Technologies
There are many programming languages used in Data Science, including but not limited to:
High-level Languages
- R – a free programming language and software environment for statistical computing. It provides a variety of statistical and graphical techniques and is highly extensible. R is popular across research domains for developing statistical software and data analyses, and producing publication quality graphics.
- Python – a free, general-purpose programming language that emphasizes efficiency and code readability. It is object-oriented and often used for web and app development.
- MATLAB – computing environment and proprietary programming language used most commonly in engineering, physics and economics.
- Julia – free dynamic programming language for numerical analysis and computing.
- Scala – genera-purpose language combining object-oriented and functional programming. It runs on the Java platform provides language interoperability with Java.
- SAS – “Statistical Analysis System,” a proprietary software suite for data analytics. It is used by researchers in many domains to munge, mine and analyze data from a variety of sources.
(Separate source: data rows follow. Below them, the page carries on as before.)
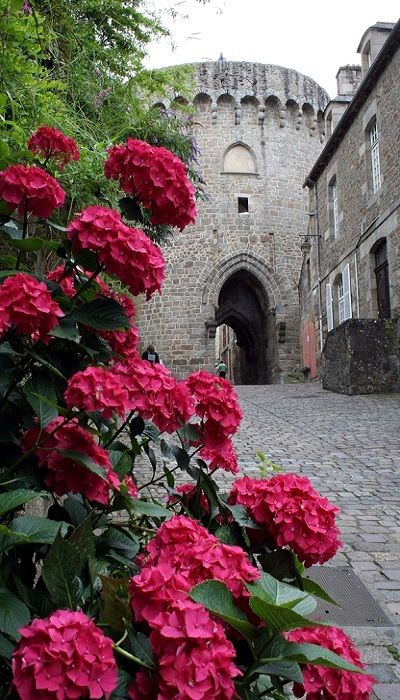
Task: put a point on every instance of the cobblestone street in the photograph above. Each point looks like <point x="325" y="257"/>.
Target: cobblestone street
<point x="349" y="446"/>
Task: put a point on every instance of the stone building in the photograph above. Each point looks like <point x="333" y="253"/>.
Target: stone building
<point x="350" y="277"/>
<point x="259" y="129"/>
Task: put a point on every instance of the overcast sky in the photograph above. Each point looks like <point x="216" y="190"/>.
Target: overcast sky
<point x="312" y="38"/>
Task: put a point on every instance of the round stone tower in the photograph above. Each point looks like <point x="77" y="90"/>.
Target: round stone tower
<point x="259" y="129"/>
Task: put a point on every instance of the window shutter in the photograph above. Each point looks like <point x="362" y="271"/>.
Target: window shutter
<point x="329" y="306"/>
<point x="347" y="312"/>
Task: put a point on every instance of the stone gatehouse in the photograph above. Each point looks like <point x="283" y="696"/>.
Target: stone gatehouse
<point x="259" y="129"/>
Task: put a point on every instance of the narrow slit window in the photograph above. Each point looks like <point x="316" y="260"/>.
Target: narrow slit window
<point x="375" y="164"/>
<point x="243" y="205"/>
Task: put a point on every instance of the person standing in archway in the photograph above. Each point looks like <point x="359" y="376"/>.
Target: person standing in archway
<point x="151" y="355"/>
<point x="222" y="369"/>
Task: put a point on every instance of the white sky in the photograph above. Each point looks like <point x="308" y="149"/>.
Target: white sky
<point x="312" y="38"/>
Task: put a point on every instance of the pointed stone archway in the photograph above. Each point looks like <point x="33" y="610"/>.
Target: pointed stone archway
<point x="242" y="292"/>
<point x="243" y="305"/>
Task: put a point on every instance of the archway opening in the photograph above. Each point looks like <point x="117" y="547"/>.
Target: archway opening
<point x="243" y="307"/>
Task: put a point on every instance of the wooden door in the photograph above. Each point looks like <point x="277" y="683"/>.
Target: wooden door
<point x="309" y="349"/>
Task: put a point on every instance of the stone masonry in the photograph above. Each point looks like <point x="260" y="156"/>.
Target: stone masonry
<point x="259" y="129"/>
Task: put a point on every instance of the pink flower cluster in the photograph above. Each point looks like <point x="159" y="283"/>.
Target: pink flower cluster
<point x="133" y="386"/>
<point x="156" y="178"/>
<point x="292" y="513"/>
<point x="123" y="343"/>
<point x="27" y="306"/>
<point x="195" y="659"/>
<point x="156" y="394"/>
<point x="131" y="487"/>
<point x="65" y="656"/>
<point x="182" y="554"/>
<point x="63" y="474"/>
<point x="217" y="406"/>
<point x="30" y="189"/>
<point x="48" y="142"/>
<point x="125" y="252"/>
<point x="320" y="683"/>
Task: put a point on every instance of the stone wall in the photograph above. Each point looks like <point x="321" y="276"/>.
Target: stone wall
<point x="365" y="217"/>
<point x="273" y="116"/>
<point x="362" y="357"/>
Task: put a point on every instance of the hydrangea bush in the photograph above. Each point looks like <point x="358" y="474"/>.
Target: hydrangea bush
<point x="105" y="593"/>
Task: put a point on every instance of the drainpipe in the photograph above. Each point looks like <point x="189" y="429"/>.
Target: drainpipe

It is particularly popular in the health sciences.
Low-level Languages
Use-specific Languages
- JavaScript – primarily used in visualization, dashboards, and mashups for webpages.
- UNIX shell – interactive command language and a scripting language for controlling the executions of the operating system.
- Regular Expressions – sequence of symbols and characters used to search for a string or pattern within a text.
- SQL – Structured Query Language is used to communicate with a database and is the standard for many relational database management systems.
- Pig – used with Apache Hadoop for complex data transformations.
- XPath – XML Path Language is a syntax for defining parts of an XML document.